Important distinction
Hashing is not encryption.
| Feature | Encryption | Hashing | |---|---|---| | Reversible | Yes, with the key | No | | Purpose | Confidentiality | Integrity | | Output | Variable depending on plaintext size | Fixed length | | Uses key | Often yes | Usually no |
6. Digital Signatures
A digital signature proves integrity, authenticity, and non-repudiation. It is created with a hash and the sender's private key.
Step-by-step process
1. The sender computes a hash of the message. 2. The sender encrypts the hash with the private key. This creates the signature. 3. The message and signature are sent to the receiver. 4. The receiver computes their own hash of the received message. 5. The receiver decrypts the signature using the sender's public key. 6. If the two hashes match, the message is intact and the sender is verified.
What signatures do and do not do
| Provides | Does Not Provide | |---|---| | Integrity | Confidentiality | | Authentication | Hiding the message content | | Non-repudiation | Performance on large data |
Example
A software vendor signs an installer. The signature tells you the file really came from that vendor and was not changed after signing.
7. PKI and Certificates
Public Key Infrastructure is the system of policies, technologies, people, and processes that manage certificates and trust.
Main PKI components
| Component | Function | |---|---| | CA | Certificate Authority. Issues and signs certificates | | RA | Registration Authority.
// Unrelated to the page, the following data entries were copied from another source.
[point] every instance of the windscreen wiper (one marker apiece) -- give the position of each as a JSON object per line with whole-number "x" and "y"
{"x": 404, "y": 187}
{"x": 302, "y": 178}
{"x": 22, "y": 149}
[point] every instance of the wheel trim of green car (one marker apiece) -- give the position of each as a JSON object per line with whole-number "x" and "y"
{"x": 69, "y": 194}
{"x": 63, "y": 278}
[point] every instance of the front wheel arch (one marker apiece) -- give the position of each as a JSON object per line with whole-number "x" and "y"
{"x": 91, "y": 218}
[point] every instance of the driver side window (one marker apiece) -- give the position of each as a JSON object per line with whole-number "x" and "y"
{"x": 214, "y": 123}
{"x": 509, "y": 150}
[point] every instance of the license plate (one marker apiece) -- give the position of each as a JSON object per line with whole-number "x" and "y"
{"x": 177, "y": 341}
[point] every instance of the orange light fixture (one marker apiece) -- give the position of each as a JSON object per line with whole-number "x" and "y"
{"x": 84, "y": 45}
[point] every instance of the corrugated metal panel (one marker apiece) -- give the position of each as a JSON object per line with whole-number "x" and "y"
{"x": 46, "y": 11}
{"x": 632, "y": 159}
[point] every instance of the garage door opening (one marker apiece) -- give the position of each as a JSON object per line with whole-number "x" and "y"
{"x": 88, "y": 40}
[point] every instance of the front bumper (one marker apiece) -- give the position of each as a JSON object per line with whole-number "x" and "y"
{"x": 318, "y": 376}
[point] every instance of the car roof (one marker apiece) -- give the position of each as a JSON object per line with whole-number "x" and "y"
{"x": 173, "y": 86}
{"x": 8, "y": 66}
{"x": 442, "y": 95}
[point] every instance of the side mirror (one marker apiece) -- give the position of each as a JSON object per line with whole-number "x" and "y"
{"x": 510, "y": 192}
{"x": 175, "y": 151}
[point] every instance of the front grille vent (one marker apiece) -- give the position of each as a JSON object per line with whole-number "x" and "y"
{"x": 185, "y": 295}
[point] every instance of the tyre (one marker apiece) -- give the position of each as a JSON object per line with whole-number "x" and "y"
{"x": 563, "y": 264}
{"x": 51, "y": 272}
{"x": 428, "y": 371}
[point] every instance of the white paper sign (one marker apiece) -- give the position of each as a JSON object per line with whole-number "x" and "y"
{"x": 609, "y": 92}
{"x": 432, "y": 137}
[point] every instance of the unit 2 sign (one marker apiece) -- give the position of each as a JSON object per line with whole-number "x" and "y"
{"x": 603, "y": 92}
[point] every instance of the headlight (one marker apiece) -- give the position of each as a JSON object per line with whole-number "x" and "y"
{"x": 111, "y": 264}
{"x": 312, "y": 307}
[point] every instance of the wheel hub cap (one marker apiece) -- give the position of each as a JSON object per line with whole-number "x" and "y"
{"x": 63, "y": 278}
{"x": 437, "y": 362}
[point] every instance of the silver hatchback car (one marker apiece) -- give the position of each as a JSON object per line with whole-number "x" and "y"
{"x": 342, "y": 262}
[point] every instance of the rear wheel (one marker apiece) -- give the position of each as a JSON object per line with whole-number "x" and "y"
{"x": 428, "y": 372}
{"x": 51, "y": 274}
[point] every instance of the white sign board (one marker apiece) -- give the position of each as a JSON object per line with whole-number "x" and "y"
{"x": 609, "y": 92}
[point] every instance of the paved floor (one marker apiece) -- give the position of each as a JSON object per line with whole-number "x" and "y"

Verifies identity before issuance | | Certificate | Binds an identity to a public key | | CRL | Certificate Revocation List. Lists revoked certificates | | OCSP | Online Certificate Status Protocol. Checks revocation status in real time |
Certificate contents
A certificate normally contains:
- Subject name
- Subject public key
- Issuer name
- Validity period
- Serial number
- Digital signature from the CA
Certificate lifecycle
1. Request 2. Identity validation 3. Issuance 4. Use 5. Renewal 6. Revocation or expiration
CRL vs OCSP
| Method | Description | Advantage | Limitation | |---|---|---|---| | CRL | List of revoked certs | Simple and familiar | Can be stale | | OCSP | Online status check | More current | Depends on responder availability |
Real-world analogy
PKI is like a passport system. The CA is the government office that issues the passport, the certificate is the passport, and revocation is like canceling a passport if it is compromised.
8. Key Management
Cryptography fails if key management is weak. The strongest algorithm cannot save a key that was emailed around, stored in plain text, or never rotated.
Key management lifecycle
| Phase | Good Practice | |---|---| | Generate | Use strong randomness and approved algorithms | | Distribute | Use secure channels and access controls | | Store | Protect in HSMs, key vaults, or secure modules | | Rotate | Replace keys on schedule or after events | | Revoke | Disable compromised or expired keys | | Destroy | Remove keys securely when no longer needed |
Common controls
- Hardware Security Module (HSM)
- Cloud key vaults
- Separation of duties
- Dual control for sensitive operations
- Audit logging for key use
Example
If an encryption key protecting payroll data is exposed, the organization should rotate that key and consider re-encrypting sensitive data. The risk is not the algorithm alone. It is whether the secret remained secret.
9. Data Classification
Classification helps an organization decide how to handle data based on sensitivity and business impact.
Government classification
| Level | Meaning | |---|---| | Unclassified | No special protection required | | Confidential | Sensitive, limited distribution | | Secret | Serious harm if disclosed | | Top Secret | Exceptionally grave harm if disclosed |
Commercial classification
| Level | Meaning | |---|---| | Public | Intended for anyone | | Internal | For employees or internal use | | Confidential | Sensitive business data | | Restricted | Highest sensitivity in many corporate schemes |
Labeling
Classification only helps if users can see it. Labels may appear in:
- Document headers and footers
- Watermarks
- Email banners
- Metadata
- File properties
10. Data States and Lifecycle
Data has three major states:
| State | Meaning | Common Protection | |---|---|---| | At rest | Stored on disk, in backup, in database | Encryption, access control | | In transit | Moving across a network | TLS, VPN, IPsec | | In use | Being processed in memory | Hardening, memory protections, access control |
The data lifecycle is not just creation and deletion. It includes collection, storage, use, sharing, archival, and final destruction.
Lifecycle view
1. Create or collect 2. Classify and label 3. Store securely 4. Process or use 5. Share or transmit if authorized 6. Archive or retain per policy 7. Destroy when no longer needed
11. Data Destruction
Destroying data means making recovery impractical or impossible.
Methods of destruction
| Method | Best Use | Notes | |---|---|---| | Degaussing | Magnetic media | Not for SSDs | | Overwriting | Some disks and media | May be unreliable on modern SSDs | | Shredding | Physical destruction | Very effective | | Crypto-shredding | Encrypted data | Destroy the key, data becomes unreadable | | Incineration | Physical media | Highly destructive |
Important exam rule
Degaussing does not work on SSDs because SSDs are not magnetic media. This is a frequent exam trap.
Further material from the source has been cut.